Art Style Classification with Self-Trained Ensemble of AutoEncoding Transformations
This work provides a significant improvement in art style classification, benefiting art historians and digital art archives by enabling more accurate and efficient indexing of artworks.
This paper addresses the problem of art style classification, which is crucial for indexing large art databases. The authors achieved a nearly 20% improvement over existing approaches on the WikiArt dataset, which contains 27 art categories.
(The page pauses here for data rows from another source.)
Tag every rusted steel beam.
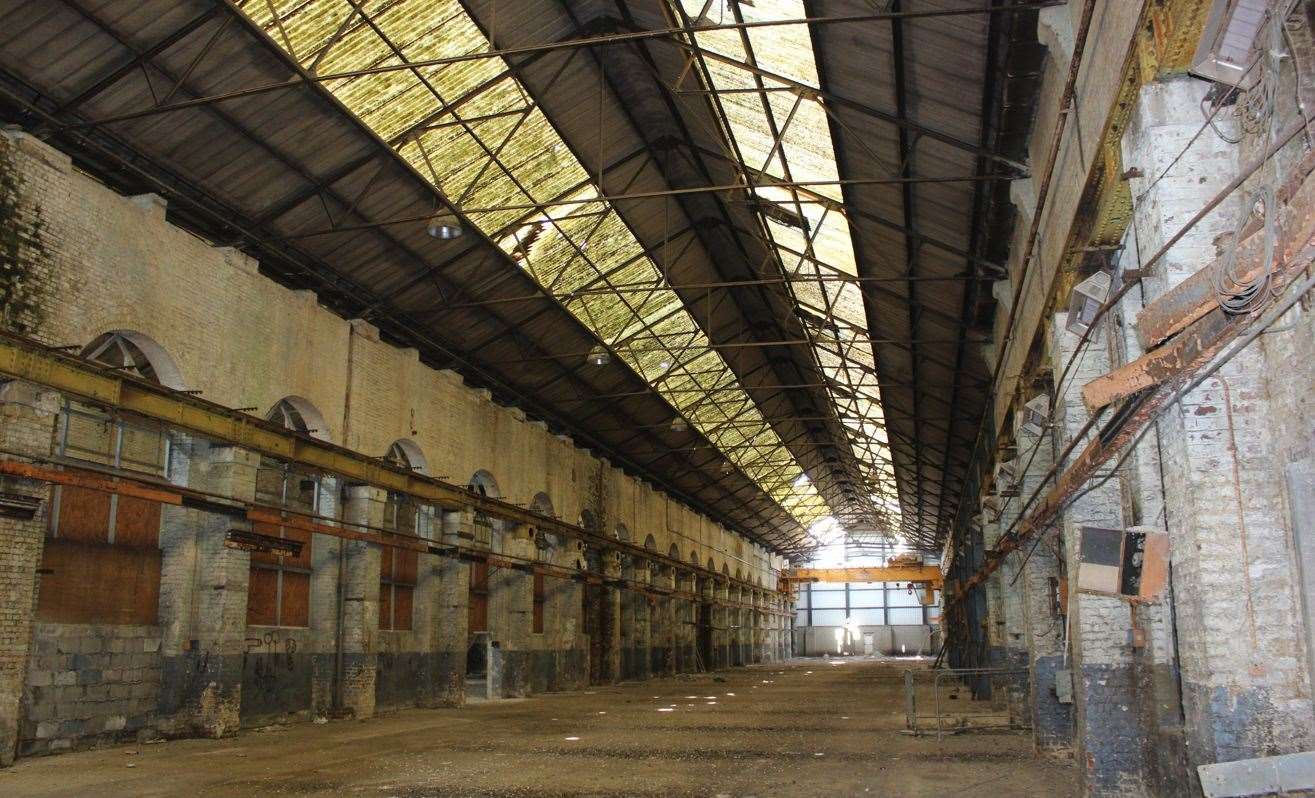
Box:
[1137,154,1315,350]
[1082,300,1237,413]
[0,460,183,506]
[1082,191,1315,411]
[0,452,768,590]
[947,264,1315,605]
[781,565,943,586]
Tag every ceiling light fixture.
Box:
[425,213,466,241]
[585,346,611,365]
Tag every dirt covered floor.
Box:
[0,659,1076,798]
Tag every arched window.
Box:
[37,330,183,624]
[466,469,502,635]
[466,468,502,498]
[264,396,329,440]
[379,438,434,631]
[384,438,429,476]
[82,330,185,390]
[247,396,329,627]
[530,492,555,518]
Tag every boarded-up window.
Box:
[379,493,434,631]
[37,402,168,626]
[534,573,548,634]
[247,459,320,627]
[468,560,489,632]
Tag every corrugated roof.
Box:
[0,0,1035,552]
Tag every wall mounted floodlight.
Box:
[995,460,1018,496]
[1064,272,1114,342]
[1018,393,1051,438]
[1191,0,1269,85]
[224,530,302,557]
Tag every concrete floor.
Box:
[0,659,1074,798]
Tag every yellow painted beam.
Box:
[0,331,767,599]
[781,565,943,588]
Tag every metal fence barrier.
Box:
[905,668,1031,741]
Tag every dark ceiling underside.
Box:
[0,0,1043,553]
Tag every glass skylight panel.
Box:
[239,0,827,526]
[671,0,898,531]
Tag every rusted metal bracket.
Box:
[1082,159,1315,411]
[1136,153,1315,348]
[947,226,1315,605]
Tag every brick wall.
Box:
[5,133,780,586]
[0,133,781,764]
[18,623,162,755]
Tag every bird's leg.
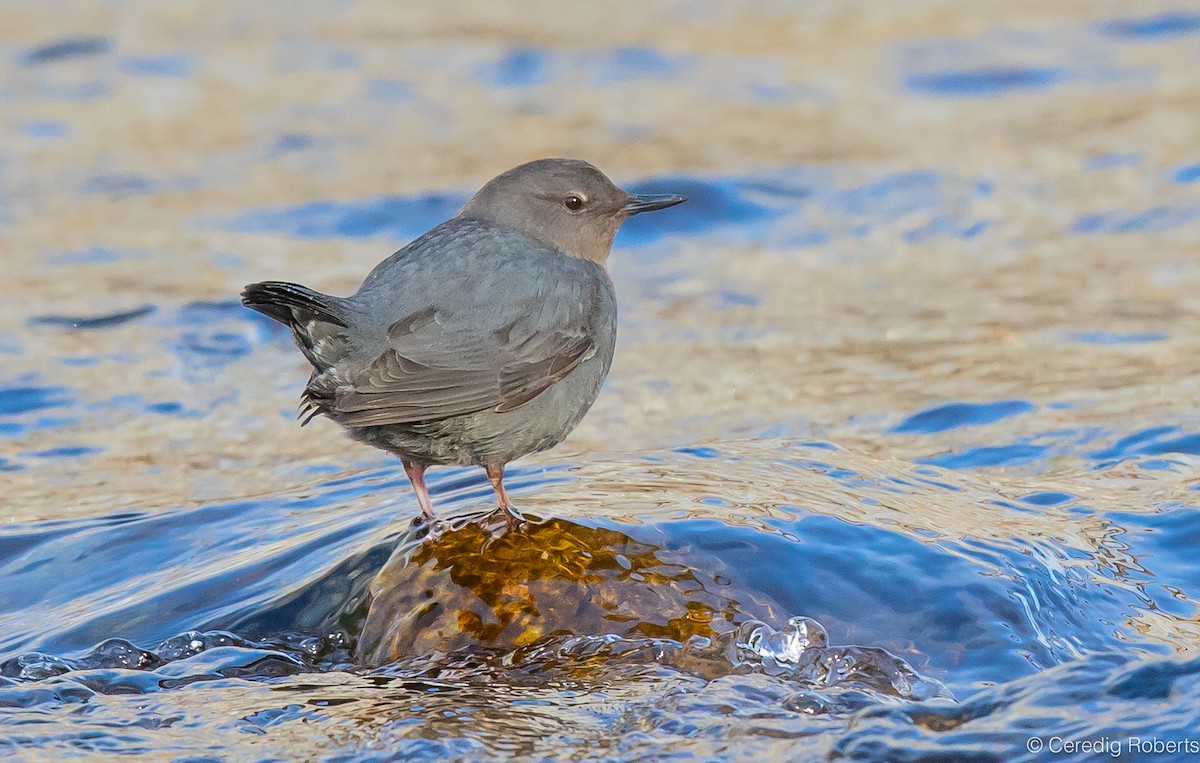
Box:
[402,461,436,522]
[484,463,512,513]
[484,463,524,529]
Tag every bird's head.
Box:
[461,158,686,265]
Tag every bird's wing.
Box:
[331,265,602,426]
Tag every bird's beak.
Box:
[623,193,688,215]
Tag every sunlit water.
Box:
[0,2,1200,761]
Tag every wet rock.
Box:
[355,515,779,665]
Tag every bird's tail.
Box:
[241,281,347,329]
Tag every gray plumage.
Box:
[242,160,683,513]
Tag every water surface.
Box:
[0,0,1200,761]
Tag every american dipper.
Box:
[241,158,685,519]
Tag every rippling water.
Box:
[0,0,1200,761]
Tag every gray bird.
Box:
[241,158,685,519]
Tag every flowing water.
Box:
[0,0,1200,761]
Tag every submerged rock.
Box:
[355,515,780,665]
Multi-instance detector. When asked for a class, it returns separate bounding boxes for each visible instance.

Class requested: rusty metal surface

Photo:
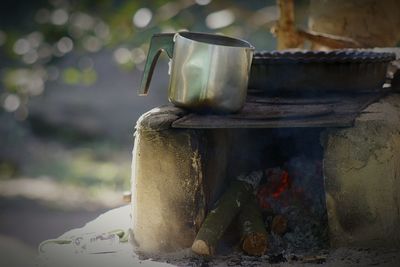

The artistic style of a painting is a rich descriptor that reveals both visual and deep intrinsic knowledge about how an artist uniquely portrays and expresses their creative vision. Accurate categorization of paintings across different artistic movements and styles is critical for large-scale indexing of art databases. However, the automatic extraction and recognition of these highly dense artistic features has received little to no attention in the field of computer vision research. In this paper, we investigate the use of deep self-supervised learning methods to solve the problem of recognizing complex artistic styles with high intra-class and low inter-class variation. Further, we outperform existing approaches by almost 20% on a highly class imbalanced WikiArt dataset with 27 art categories. To achieve this, we train the EnAET semi-supervised learning model (Wang et al., 2019) with limited annotated data samples and supplement it with self-supervised representations learned from an ensemble of spatial and non-spatial transformations.